Italia: FatturaPA e Sistema di Interscambio (SDI)
In Italia la fattura elettronica B2B, B2C e B2G è obbligatoria dal 1° gennaio 2019 (DL 119/2018 e succ.). Le fatture devono essere emesse in formato FatturaPA (XML conforme alle specifiche tecniche dell'Agenzia delle Entrate) e trasmesse tramite il Sistema di Interscambio (SDI), che le valida sintatticamente e le inoltra al destinatario. Dal 1° luglio 2022 l'obbligo si estende anche alle operazioni transfrontaliere (esterometro abolito a favore della trasmissione SDI). Dal 1° gennaio 2024 sono entrati nell'obbligo anche i forfettari sopra 25.000 €, dal 2024 tutti senza eccezione. Per chi riceve fatture europee in formato XRechnung, UBL Peppol BIS o ZUGFeRD/Factur-X, la capacità di validarle è uno strumento di compliance essenziale, in particolare per gli acquisti intra-UE soggetti a reverse charge ai sensi dell'art. 17 DPR 633/72.
XRechnung 3.0
XRechnung è lo standard tedesco per le fatture elettroniche strutturate, basato sulla norma europea CEN/EN 16931. La versione 3.0 è obbligatoria da febbraio 2024 ed è identificata dal CustomizationID 'urn:cen.eu:en16931:2017#compliant#urn:xoev-de:kosit:standard:xrechnung_3.0'. Il payload è XML, UBL 2.1 o UN/CEFACT Cross Industry Invoice (CII). Obbligatoria per le pubbliche amministrazioni federali e dei Länder tedeschi dal 27 novembre 2020, con Leitweg-ID richiesto. In B2B XRechnung è ammessa ma non obbligatoria.
ZUGFeRD / Factur-X
ZUGFeRD (tedesco) e Factur-X (identico a livello internazionale) sono formati ibridi: un PDF/A-3 con XML strutturato incorporato come allegato (factur-x.xml). I profili vanno da MINIMUM (solo dati essenziali) passando per BASIC WL, BASIC, EN 16931 (COMFORT) fino a EXTENDED. Solo a partire dal profilo EN 16931 la fattura è pienamente conforme a CEN 16931. MINIMUM e BASIC WL non valgono come fatture ai fini IVA, ma solo come ausilio contabile. Il nostro validatore rileva automaticamente il profilo.

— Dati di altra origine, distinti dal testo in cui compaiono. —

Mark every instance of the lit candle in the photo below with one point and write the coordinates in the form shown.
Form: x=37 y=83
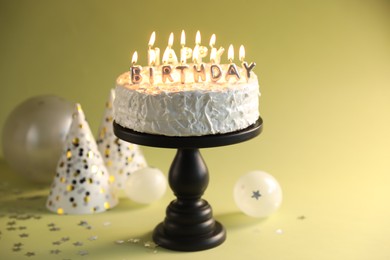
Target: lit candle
x=135 y=70
x=152 y=58
x=155 y=51
x=183 y=58
x=202 y=49
x=166 y=68
x=215 y=69
x=172 y=58
x=199 y=69
x=232 y=69
x=248 y=68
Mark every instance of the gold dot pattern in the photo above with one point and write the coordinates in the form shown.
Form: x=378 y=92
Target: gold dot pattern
x=82 y=183
x=121 y=158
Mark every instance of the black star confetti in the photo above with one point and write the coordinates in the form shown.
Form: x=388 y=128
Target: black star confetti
x=55 y=252
x=30 y=254
x=78 y=243
x=83 y=252
x=256 y=194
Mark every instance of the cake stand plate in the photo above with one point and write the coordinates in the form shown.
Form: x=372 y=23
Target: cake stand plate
x=189 y=224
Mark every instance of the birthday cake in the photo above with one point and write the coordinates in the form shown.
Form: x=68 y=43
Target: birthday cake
x=180 y=99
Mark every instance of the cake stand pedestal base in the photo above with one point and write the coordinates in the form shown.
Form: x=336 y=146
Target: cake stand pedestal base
x=189 y=224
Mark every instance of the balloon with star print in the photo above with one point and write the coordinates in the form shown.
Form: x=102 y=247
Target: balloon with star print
x=121 y=158
x=258 y=194
x=82 y=183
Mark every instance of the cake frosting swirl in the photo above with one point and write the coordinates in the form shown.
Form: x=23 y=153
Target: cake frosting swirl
x=186 y=109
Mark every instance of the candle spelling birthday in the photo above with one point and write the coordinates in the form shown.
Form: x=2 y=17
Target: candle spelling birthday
x=173 y=70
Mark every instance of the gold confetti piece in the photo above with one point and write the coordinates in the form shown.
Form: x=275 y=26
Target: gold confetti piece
x=68 y=154
x=60 y=211
x=76 y=141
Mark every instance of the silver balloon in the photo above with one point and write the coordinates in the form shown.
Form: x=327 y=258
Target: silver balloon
x=34 y=134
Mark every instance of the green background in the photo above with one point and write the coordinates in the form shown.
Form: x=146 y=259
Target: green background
x=324 y=72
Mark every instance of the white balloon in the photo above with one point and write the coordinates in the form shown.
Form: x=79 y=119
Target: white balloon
x=146 y=185
x=33 y=136
x=258 y=194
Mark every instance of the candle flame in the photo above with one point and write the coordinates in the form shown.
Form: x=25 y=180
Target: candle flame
x=213 y=55
x=152 y=39
x=134 y=58
x=212 y=40
x=170 y=40
x=242 y=53
x=195 y=54
x=197 y=38
x=183 y=38
x=152 y=58
x=231 y=53
x=165 y=56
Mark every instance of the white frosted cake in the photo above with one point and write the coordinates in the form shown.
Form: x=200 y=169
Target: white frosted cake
x=187 y=103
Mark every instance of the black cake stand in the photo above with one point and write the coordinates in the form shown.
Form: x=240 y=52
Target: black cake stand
x=189 y=224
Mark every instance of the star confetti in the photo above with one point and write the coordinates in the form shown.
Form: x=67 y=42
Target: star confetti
x=55 y=252
x=256 y=194
x=78 y=243
x=83 y=252
x=121 y=158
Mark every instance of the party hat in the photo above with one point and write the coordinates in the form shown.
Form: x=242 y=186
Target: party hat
x=121 y=158
x=82 y=183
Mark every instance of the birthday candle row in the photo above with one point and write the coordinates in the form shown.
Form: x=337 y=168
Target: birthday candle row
x=197 y=53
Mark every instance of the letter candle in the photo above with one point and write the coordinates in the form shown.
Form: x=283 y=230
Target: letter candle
x=152 y=60
x=201 y=49
x=199 y=70
x=232 y=69
x=183 y=58
x=245 y=64
x=185 y=52
x=155 y=51
x=215 y=69
x=171 y=56
x=218 y=53
x=135 y=70
x=166 y=68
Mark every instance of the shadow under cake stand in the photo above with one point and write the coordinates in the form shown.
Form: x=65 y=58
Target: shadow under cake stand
x=189 y=224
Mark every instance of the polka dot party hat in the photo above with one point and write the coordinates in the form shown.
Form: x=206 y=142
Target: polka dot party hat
x=82 y=183
x=121 y=158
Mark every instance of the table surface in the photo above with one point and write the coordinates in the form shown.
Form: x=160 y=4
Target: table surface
x=323 y=69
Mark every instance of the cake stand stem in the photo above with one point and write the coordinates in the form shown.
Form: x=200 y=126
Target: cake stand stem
x=189 y=224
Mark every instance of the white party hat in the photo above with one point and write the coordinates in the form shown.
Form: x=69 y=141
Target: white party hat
x=121 y=158
x=82 y=183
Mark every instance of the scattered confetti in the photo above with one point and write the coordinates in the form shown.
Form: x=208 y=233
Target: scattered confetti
x=134 y=240
x=92 y=238
x=55 y=252
x=83 y=223
x=78 y=243
x=64 y=239
x=83 y=252
x=30 y=254
x=150 y=244
x=11 y=223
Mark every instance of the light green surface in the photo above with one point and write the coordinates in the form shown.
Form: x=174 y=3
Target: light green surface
x=324 y=71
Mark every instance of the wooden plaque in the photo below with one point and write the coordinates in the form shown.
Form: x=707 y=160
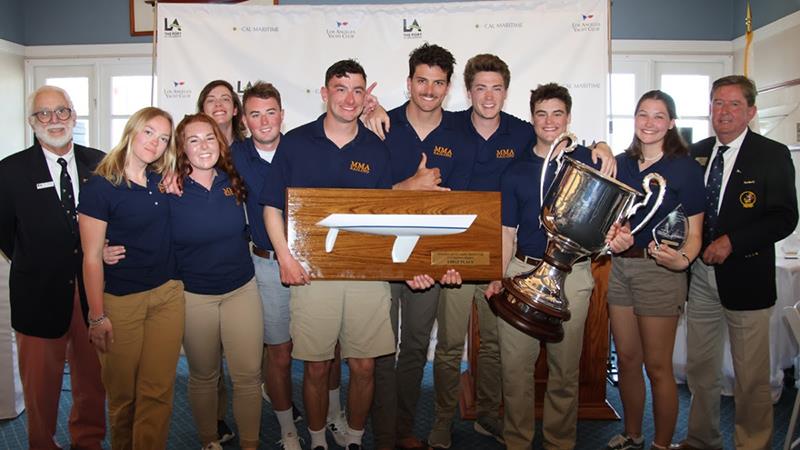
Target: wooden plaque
x=473 y=247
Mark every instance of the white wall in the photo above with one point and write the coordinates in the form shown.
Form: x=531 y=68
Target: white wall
x=12 y=93
x=776 y=59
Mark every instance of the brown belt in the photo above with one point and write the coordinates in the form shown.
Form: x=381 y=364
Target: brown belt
x=527 y=259
x=266 y=254
x=634 y=252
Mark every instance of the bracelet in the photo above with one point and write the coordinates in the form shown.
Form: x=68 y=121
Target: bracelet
x=688 y=262
x=93 y=323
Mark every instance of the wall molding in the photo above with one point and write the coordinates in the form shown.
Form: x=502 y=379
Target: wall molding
x=666 y=47
x=88 y=51
x=12 y=48
x=770 y=30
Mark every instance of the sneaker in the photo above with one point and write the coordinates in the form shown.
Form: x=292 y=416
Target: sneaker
x=290 y=441
x=296 y=414
x=338 y=428
x=439 y=437
x=224 y=433
x=489 y=426
x=625 y=442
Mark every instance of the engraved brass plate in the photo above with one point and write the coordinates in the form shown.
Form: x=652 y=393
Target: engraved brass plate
x=463 y=258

Business Term (BT) secondo EN 16931
EN 16931 codifica ogni informazione di fattura come Business Term con un numero univoco. BT obbligatori: BT-1 numero di fattura, BT-2 data di emissione, BT-3 codice tipo fattura (UNTDID 1001, ad es. 380 per fattura, 381 per nota di credito), BT-5 codice valuta (ISO 4217), BT-9 data di scadenza, BT-22 nota / riferimento acquirente, BT-27 nome del venditore, BT-40 paese del venditore, BT-44 nome dell'acquirente, BT-55 paese dell'acquirente. Totali monetari obbligatori: BT-109 TaxExclusiveAmount (imponibile), BT-110 TaxAmount (IVA), BT-112 TaxInclusiveAmount (totale con IVA), BT-115 PayableAmount (importo da pagare). L'assenza di uno qualsiasi di questi rende la fattura formalmente invalida.
Coerenza matematica
EN 16931 richiede che i totali quadrino: TaxExclusiveAmount (BT-109) più TaxAmount (BT-110) deve essere uguale a TaxInclusiveAmount (BT-112). PayableAmount (BT-115) deve essere uguale al totale lordo meno eventuali acconti. Una fonte comune di errori in pratica: arrotondare per riga e poi di nuovo per aliquota produce scostamenti di 1 centesimo. Il nostro validatore tollera 1 centesimo; oltre, viene segnalato come errore grave. In Italia coesistono le aliquote IVA del 22% (ordinaria), 10% (ridotta), 5% (super-ridotta) e 4% (minima ai sensi della Tabella A allegata al DPR 633/72), ogni riga porta la propria aliquota tramite BT-152.
Protezione dei dati
Il validatore gira interamente nel tuo browser. I file XML vengono analizzati con il DOMParser nativo, i PDF sono caricati da pdf-lib localmente e il factur-x.xml incorporato viene estratto in memoria. Nessun upload sul server, nessun log, nessun cookie. Il validatore è conforme al GDPR e sicuro per dati B2B riservati, anche le fatture interne con coordinate bancarie, partite IVA o dati contrattuali possono essere verificate senza rischi di compliance.